Social media marketing remains an experimental practice for many brands that are not yet ready to funnel significant resource toward outreach programs on sites like Twitter. However, as more people become active participants in social chatter on the web, it’s much harder to ignore the obvious value of social media, despite critics who claim networks provide no real avenue to an increase in direct sales.
According to Content Marketing Institute’s 2013 B2C report, 57 percent of survey respondents say they believe social media content is effective in driving engagement, compared to 43 percent who say the practice doesn’t work. CMI notes that 49 percent of brands say their biggest content marketing challenge, through several avenues like social media, is the creation of audience-engaging content. Nevertheless, 69 percent of CMI’s respondents will use Twitter to reach prospective and current customers online in 2013.
Many brands use Twitter to connect with new and existing leads, but many of their Tweets may be overlooked. According to statistics from the Chartered Institute of Marketing, 79 percent of businesses use Twitter as a core component of their marketing agendas. But brands should focus on creating branded content that increases readership, especially with social users often ignoring content that comes from brands, and focusing on posts from trusted influencers. According to Econsultancy, of the 0.5 percent of Twitter users that influence the rest of the site’s population, product-based brands rarely earn affect consumers’ opinions.

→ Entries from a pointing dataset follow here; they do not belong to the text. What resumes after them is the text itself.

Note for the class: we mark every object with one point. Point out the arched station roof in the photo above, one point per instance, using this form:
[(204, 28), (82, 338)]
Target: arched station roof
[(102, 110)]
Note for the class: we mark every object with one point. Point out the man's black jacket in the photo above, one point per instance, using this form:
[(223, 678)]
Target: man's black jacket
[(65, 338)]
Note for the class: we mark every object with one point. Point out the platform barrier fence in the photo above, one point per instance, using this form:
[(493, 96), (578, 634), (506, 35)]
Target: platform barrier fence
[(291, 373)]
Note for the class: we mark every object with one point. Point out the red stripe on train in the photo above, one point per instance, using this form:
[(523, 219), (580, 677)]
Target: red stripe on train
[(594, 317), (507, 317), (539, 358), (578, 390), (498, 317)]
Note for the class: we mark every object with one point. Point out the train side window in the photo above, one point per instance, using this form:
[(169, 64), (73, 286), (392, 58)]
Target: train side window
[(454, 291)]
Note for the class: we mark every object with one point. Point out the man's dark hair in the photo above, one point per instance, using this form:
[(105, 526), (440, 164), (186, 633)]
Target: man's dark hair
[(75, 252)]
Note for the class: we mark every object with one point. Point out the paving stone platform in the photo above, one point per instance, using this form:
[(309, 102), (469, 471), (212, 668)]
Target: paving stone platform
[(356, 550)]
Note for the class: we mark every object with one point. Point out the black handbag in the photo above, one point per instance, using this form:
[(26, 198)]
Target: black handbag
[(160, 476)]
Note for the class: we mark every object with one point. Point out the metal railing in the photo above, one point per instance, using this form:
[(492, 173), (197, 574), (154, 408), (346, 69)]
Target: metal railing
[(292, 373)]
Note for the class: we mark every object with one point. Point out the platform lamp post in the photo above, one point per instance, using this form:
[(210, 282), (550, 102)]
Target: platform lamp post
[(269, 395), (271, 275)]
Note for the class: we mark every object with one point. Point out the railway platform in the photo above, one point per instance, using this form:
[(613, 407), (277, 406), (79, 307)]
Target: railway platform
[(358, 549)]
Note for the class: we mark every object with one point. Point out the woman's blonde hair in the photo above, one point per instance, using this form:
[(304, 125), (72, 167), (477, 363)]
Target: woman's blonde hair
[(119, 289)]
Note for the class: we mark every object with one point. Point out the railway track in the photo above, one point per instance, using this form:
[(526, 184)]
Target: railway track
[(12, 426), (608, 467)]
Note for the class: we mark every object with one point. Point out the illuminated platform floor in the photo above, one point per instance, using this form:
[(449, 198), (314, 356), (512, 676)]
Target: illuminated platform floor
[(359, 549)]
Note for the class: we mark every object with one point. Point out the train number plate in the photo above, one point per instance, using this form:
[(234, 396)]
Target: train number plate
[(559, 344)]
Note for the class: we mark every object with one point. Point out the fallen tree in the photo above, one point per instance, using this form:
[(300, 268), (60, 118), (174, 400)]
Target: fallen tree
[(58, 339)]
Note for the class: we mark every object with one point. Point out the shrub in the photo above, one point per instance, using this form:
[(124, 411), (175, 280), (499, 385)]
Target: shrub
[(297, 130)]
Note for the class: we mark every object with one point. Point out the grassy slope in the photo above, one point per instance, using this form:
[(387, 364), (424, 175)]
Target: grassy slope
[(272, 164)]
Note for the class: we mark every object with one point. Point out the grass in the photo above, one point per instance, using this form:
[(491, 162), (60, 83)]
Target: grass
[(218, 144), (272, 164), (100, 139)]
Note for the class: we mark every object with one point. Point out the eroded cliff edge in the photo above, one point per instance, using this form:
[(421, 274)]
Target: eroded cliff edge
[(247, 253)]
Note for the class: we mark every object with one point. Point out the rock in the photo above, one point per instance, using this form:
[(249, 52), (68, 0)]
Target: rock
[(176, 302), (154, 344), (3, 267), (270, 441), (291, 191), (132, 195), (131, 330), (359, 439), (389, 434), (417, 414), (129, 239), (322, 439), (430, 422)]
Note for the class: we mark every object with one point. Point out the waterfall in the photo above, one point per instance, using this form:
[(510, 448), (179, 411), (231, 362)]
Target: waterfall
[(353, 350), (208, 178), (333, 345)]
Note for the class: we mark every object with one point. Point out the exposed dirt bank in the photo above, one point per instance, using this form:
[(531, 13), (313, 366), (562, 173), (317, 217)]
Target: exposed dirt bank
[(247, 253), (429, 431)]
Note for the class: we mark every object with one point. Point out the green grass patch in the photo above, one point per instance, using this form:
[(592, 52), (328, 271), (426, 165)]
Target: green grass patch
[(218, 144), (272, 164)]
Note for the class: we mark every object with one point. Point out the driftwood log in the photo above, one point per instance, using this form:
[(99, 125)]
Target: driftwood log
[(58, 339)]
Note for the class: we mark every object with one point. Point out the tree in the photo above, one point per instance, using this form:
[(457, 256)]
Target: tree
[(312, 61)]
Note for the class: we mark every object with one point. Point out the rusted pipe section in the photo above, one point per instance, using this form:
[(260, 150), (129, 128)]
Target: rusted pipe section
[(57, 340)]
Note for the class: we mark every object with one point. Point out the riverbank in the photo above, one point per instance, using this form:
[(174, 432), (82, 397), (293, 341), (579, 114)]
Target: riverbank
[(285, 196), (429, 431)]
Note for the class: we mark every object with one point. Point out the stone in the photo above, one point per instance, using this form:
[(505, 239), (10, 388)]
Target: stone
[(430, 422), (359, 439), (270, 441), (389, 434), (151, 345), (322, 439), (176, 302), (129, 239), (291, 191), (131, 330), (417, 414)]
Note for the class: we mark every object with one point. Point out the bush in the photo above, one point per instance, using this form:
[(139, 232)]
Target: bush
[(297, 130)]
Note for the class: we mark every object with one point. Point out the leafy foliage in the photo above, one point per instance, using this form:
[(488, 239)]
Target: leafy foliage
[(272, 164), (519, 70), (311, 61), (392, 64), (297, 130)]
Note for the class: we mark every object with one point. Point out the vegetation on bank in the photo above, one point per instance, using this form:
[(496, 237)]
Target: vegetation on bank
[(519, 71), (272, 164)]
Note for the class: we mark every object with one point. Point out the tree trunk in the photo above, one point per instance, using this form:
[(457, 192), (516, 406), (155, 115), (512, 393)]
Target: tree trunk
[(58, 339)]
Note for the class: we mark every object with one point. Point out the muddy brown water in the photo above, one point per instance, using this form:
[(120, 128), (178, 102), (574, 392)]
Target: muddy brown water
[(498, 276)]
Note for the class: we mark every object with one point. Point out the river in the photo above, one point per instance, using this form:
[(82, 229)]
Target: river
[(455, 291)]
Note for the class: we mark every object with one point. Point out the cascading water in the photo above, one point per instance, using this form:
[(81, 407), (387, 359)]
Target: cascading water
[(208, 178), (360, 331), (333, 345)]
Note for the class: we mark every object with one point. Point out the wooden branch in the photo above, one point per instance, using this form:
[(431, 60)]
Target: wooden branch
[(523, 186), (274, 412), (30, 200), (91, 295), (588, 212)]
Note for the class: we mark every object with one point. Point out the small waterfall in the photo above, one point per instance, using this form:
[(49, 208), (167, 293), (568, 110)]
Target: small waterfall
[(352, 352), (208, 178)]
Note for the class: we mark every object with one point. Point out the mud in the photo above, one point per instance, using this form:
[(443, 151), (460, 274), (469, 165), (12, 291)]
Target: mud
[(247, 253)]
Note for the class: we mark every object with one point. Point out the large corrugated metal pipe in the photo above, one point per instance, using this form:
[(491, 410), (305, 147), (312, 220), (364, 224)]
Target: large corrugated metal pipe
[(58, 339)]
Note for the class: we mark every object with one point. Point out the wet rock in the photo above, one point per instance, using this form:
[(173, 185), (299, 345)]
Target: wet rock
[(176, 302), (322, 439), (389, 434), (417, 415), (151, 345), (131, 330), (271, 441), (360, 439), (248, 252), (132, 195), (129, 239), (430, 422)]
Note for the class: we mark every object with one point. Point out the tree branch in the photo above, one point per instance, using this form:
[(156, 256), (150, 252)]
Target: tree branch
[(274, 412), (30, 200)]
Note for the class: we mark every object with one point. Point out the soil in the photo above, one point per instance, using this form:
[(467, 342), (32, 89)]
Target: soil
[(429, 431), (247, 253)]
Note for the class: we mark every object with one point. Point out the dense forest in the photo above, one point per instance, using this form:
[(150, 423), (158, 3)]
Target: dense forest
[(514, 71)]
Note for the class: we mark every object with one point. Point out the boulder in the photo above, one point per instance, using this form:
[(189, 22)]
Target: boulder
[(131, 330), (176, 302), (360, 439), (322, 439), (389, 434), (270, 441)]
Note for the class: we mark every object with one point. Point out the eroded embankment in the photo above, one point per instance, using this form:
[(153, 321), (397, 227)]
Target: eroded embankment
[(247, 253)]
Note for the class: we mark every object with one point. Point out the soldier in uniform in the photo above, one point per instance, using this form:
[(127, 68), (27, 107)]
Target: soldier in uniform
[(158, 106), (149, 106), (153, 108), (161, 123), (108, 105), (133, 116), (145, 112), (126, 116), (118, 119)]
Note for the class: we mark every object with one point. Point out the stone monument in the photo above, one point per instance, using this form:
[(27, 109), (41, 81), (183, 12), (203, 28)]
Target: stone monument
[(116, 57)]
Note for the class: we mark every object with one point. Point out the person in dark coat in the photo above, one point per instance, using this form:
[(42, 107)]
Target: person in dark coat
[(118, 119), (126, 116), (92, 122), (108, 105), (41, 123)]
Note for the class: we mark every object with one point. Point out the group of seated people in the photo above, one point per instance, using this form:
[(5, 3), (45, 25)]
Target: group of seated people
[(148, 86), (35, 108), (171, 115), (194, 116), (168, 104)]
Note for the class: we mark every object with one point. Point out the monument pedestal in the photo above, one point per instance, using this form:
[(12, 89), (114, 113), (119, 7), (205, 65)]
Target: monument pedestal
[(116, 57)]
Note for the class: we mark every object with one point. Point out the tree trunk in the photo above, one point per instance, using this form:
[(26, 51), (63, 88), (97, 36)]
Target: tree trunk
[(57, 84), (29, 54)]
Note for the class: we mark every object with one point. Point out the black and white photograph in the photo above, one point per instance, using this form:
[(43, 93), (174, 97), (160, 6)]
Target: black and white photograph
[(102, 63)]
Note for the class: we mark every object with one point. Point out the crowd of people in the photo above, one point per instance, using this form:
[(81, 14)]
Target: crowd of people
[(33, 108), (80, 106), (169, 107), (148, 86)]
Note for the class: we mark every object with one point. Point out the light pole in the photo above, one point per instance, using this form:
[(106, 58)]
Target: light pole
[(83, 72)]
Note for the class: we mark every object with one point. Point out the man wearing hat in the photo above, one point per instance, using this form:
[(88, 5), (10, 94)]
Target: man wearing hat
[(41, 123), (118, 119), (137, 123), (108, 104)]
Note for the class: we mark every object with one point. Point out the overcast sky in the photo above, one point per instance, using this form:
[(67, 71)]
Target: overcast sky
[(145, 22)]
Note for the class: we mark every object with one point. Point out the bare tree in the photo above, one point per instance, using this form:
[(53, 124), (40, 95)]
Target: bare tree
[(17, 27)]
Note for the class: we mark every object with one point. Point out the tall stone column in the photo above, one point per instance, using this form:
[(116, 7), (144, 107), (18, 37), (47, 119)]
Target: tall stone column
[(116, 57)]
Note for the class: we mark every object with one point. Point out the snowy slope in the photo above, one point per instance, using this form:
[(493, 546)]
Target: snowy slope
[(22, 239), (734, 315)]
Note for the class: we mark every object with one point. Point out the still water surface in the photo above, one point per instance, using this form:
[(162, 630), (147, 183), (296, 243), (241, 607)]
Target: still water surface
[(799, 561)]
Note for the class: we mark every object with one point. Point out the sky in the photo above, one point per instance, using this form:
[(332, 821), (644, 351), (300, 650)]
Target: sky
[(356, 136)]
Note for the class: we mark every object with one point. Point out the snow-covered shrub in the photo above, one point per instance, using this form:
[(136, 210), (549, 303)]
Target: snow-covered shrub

Social media users may actively follow brands via Twitter, but they don’t always read Tweets made by organizations, and they spend more time interacting with celebrities and artists. This fact has encouraged businesses to reach out to top social influencers and work out partnerships that allow brands access to a public figures’ social networks. While this practice may be more appropriate for larger businesses, the trend remains noteworthy even for small shops. Twitter users engage with accounts that provide more than direct sales pitches – consumers want to feel they’re speaking with someone real. While a company can never become a person, it can show transparency by developing a unique persona online.
Twitter outreach may become more successful when brands allocate resources to creating engaging copy. With 49 percent of brands indicating that creating compelling content is their biggest challenge, outsourcing social marketing efforts to content writers can help brands create influential social accounts. Brands don’t need celebrities to increase sales online, companies need their own personalities to shine through posts.